While jailed together in Miami, Kondrotas said, Antinuche provided vivid details of three unsolved South Florida slayings — the October 1995 murders of Vincent D’Angola and Jami Schneider in Fort Lauderdale and Mark Rizzuto in Boca Raton.

“He told me that `Johnnie Boy’ Borelli, Eddie Callegari and Kevin Antinuche went to Vinnie’s house,” Kondrotas testified. “Vinnie was sleeping in the bedroom with Jami. Johnnie Boy shoots Vinnie while he was sleeping.”

But Borelli “froze up” after shooting D’Angola, he said. “Jami jumps up and starts screaming. She sees him shot in bed,” the witness recalled. Callegari grabbed the gun and shot the woman, “a whole clip in her face. Then he reloads and shoots another clip” from the .22-caliber pistol.

Later, Kondrotas added, Callegari told him he regretted not taking Schneider’s necklace. “She was actually wearing a necklace from the jewelry store robbery. If he had known, he would have taken it off,” he testified.

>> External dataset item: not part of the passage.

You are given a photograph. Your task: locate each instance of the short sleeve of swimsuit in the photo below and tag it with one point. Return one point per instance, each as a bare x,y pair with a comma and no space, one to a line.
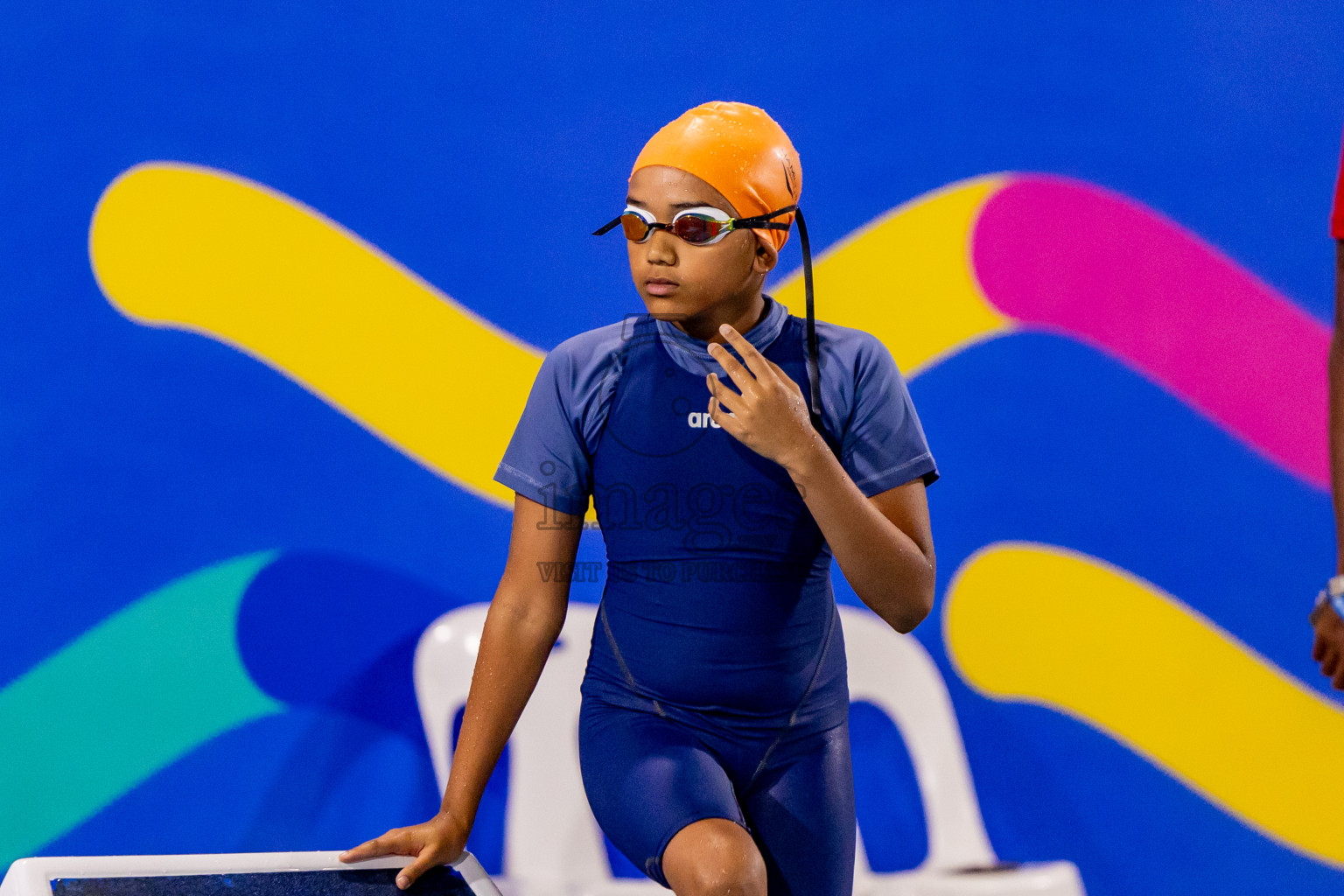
550,456
1338,211
864,396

Callegari also fired the shots that killed Rizzuto, a Boca Raton Little League coach who was a friend of D’Angola’s, Kondrotas said. Both men had been involved with the Young Guns’ Florida crimes and the others were afraid they’d talk, he added.

No one has been charged and the murder investigations remain open.

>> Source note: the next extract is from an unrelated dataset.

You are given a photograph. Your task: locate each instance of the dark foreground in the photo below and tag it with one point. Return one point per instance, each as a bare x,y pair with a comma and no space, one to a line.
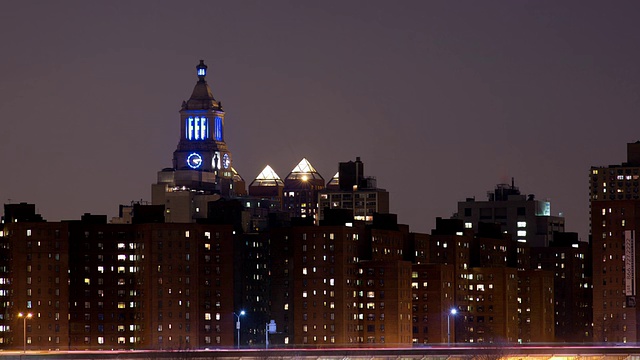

Kondrotas said he decided to cooperate last year after learning of a “crazy” scheme to kill Trucchio, the prosecutors and witnesses. “I don’t want to go down with this ship no more,” he testified. “I didn’t even know why I was standing up for these guys.”

Under cross-examination, Kondrotas acknowledged that he faked symptoms of mental illness, tricking prison doctors in two states. But he repeatedly denied faking his story to the jury to shorten his sentence.